Она, ни минуты не колеблясь, утвердительно кивнула, хотя яркая волна краски залила ее лицо и шею.

- Вы мне кажетесь такой прекрасной, что словами этого не выразишь, продолжал он. - Я могу только написать ваш портрет, или же вы - передать это в пении, - слова тут бессильны. Я не раз бывал влюблен, но в таких, как вы, - никогда.

- Разве вы влюблены в меня? - простодушно спросила она.

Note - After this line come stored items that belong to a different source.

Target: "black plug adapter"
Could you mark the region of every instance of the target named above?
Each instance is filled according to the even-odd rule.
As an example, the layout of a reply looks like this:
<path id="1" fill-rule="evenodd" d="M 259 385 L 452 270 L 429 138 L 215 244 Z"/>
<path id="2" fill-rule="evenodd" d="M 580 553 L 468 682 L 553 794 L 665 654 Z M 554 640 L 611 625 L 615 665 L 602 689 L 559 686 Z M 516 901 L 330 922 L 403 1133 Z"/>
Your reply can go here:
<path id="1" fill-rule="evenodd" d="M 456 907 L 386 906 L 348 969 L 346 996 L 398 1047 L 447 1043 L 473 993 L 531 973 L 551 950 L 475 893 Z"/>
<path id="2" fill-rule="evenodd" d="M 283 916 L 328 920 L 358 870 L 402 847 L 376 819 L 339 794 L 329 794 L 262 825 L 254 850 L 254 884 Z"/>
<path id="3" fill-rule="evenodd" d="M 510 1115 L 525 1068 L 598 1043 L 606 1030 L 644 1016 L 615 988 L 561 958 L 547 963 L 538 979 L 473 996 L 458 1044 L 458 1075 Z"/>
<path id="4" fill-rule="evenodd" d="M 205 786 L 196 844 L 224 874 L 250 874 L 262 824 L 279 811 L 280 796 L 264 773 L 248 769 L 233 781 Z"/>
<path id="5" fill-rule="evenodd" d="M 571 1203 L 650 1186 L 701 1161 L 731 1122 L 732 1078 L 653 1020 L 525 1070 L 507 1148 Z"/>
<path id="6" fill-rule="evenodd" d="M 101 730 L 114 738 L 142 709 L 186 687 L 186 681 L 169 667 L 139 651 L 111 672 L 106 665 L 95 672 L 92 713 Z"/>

- А разве нет? - сказал Юджин, обнимая ее и привлекая к себе. Она отвернула голову, и ее порозовевшая щека оказалась у его губ. Он поцеловал сперва ее щеку, потом губы, шею. Приподняв ее подбородок, он заглянул ей в глаза.

- Осторожнее, - сказала она, - мама может войти.

- Да провались она, - рассмеялся он.

- Как бы вам самому не провалиться, если она сейчас зайдет. Она ведь и не подозревает, что я способна на такие вещи.

- Это доказывает только, как мало мама знает свою Кристину, - сказал он.

- Достаточно знает, - рассмеялась та. - Ах, если бы сейчас быть в горах!

- В каких горах? - полюбопытствовал он.

- В Голубых. У нас там дача в Флоризеле. Вы должны приехать летом, когда мы так будем.

- И мама тоже там будет? - спросил он.

- Да, и папа, - смеясь, ответила Кристина.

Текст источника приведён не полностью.